# Machine Learning – Decision Trees and Entropy

January 28, 2010 2 Comments

# Decision Trees

If anyone requires further explanation, please get in touch with me (or anyone else for that matter)!

In machine learning, it can be desirable to come up with meaningful **if-then** rules in order to predict what will occur in the future. For example, “**if **this **and if** that** then** this will probably happen”. Decision trees can be built automatically, which can then be used to come up with these **if-then** rules.

A decision tree is used to investigate huge amounts of data and come up with the most probable outcomes. Each condition is an **internal** node on the tree. Each outcome is an **external** node.

The concept of **Information Gain** – pieces of information acquired can effect the level of certainty in a particular prediction. If one knows more information about a particular event that is about to occur then one can be more certain of what that event will be. For example, if you know that Apple has decorated its product announcement conference venue with splashes of paint, you can make a wild guess that they will be releasing a tablet-like device.
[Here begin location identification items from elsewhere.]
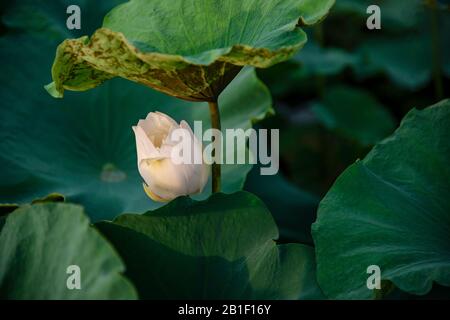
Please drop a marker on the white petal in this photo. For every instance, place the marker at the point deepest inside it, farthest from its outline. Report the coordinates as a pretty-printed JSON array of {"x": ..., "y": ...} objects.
[
  {"x": 157, "y": 126},
  {"x": 163, "y": 178}
]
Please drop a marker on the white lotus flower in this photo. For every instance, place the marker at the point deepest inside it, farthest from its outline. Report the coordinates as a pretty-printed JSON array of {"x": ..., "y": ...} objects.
[{"x": 164, "y": 178}]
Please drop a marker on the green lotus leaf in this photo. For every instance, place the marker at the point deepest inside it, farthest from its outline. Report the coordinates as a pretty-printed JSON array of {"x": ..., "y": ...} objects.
[
  {"x": 37, "y": 245},
  {"x": 221, "y": 248},
  {"x": 391, "y": 210},
  {"x": 355, "y": 114},
  {"x": 6, "y": 208},
  {"x": 188, "y": 49},
  {"x": 294, "y": 210},
  {"x": 83, "y": 146}
]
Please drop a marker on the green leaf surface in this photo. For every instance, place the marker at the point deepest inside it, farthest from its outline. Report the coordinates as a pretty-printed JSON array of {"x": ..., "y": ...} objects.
[
  {"x": 83, "y": 146},
  {"x": 294, "y": 210},
  {"x": 221, "y": 248},
  {"x": 355, "y": 114},
  {"x": 37, "y": 245},
  {"x": 190, "y": 49},
  {"x": 390, "y": 210}
]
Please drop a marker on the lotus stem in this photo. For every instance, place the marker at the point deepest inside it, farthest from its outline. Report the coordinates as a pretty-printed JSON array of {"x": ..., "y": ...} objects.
[
  {"x": 215, "y": 124},
  {"x": 436, "y": 48}
]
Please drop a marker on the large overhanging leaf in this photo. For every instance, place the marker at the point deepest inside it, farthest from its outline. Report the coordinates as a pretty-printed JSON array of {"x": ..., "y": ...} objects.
[
  {"x": 190, "y": 250},
  {"x": 190, "y": 49},
  {"x": 390, "y": 210},
  {"x": 37, "y": 245},
  {"x": 83, "y": 146}
]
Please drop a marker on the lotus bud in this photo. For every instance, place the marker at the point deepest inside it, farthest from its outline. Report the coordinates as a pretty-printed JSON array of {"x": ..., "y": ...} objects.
[{"x": 164, "y": 178}]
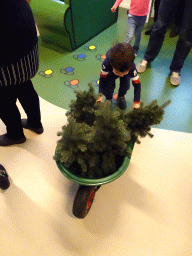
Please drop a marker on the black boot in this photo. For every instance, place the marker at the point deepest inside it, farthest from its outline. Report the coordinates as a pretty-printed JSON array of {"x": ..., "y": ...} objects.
[
  {"x": 4, "y": 181},
  {"x": 121, "y": 102},
  {"x": 6, "y": 141},
  {"x": 38, "y": 130}
]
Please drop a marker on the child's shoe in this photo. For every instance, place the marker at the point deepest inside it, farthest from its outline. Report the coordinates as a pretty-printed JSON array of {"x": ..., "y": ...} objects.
[
  {"x": 175, "y": 78},
  {"x": 141, "y": 67},
  {"x": 121, "y": 102}
]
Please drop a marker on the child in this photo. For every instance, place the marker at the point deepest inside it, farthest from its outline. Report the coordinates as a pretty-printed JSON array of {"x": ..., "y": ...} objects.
[
  {"x": 136, "y": 20},
  {"x": 119, "y": 63}
]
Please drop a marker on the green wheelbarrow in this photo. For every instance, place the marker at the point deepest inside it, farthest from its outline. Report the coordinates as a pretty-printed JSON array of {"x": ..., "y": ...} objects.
[{"x": 88, "y": 187}]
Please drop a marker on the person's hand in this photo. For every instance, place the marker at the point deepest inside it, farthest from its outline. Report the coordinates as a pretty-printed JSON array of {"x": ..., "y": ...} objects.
[
  {"x": 136, "y": 105},
  {"x": 113, "y": 9},
  {"x": 100, "y": 99}
]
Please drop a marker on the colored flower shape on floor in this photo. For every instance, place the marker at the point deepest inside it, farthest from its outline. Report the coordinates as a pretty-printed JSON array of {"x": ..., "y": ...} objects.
[
  {"x": 100, "y": 57},
  {"x": 80, "y": 56},
  {"x": 67, "y": 71},
  {"x": 91, "y": 48},
  {"x": 47, "y": 73},
  {"x": 73, "y": 84}
]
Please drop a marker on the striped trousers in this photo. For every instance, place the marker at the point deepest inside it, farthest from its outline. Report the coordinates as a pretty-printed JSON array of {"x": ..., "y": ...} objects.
[{"x": 15, "y": 83}]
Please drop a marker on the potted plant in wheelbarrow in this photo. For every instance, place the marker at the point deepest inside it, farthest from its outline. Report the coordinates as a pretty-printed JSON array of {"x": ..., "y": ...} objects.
[{"x": 96, "y": 144}]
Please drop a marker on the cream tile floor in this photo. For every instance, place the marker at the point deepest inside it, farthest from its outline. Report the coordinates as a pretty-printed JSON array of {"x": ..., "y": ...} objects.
[{"x": 147, "y": 211}]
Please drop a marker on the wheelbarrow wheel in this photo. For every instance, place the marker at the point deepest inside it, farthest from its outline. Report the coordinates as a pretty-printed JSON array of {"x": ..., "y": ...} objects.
[{"x": 83, "y": 200}]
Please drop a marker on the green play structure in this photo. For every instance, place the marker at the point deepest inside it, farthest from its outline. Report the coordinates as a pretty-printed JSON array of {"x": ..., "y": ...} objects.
[{"x": 69, "y": 24}]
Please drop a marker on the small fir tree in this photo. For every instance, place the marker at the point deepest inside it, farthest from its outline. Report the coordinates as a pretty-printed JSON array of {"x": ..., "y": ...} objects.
[
  {"x": 97, "y": 138},
  {"x": 139, "y": 121}
]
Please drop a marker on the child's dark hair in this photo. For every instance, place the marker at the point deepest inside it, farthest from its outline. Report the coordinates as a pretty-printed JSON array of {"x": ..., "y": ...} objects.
[{"x": 121, "y": 56}]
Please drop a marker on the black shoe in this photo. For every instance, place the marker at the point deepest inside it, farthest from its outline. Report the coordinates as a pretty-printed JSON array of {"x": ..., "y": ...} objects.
[
  {"x": 121, "y": 102},
  {"x": 6, "y": 141},
  {"x": 4, "y": 181},
  {"x": 25, "y": 125}
]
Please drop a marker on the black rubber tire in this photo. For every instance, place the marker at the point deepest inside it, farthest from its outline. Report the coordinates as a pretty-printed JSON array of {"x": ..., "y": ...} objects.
[{"x": 83, "y": 200}]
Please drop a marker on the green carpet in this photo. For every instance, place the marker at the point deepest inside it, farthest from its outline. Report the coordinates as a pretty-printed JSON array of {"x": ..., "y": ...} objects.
[{"x": 60, "y": 73}]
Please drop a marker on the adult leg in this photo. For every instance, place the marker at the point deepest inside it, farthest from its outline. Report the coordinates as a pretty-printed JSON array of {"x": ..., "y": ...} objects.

If you then find out that an executive for an ebook store claims they’ve been working closely with Apple on ebooks then you now have a greater degree of certainty that the product they’re going to announce will be a tablet, and so on.

This concept of information gain can be used to make machine learning predictions.

The level of certainty of a particular decision can be measured as a number from 1 (completely uncertain) to 0 (completely certain).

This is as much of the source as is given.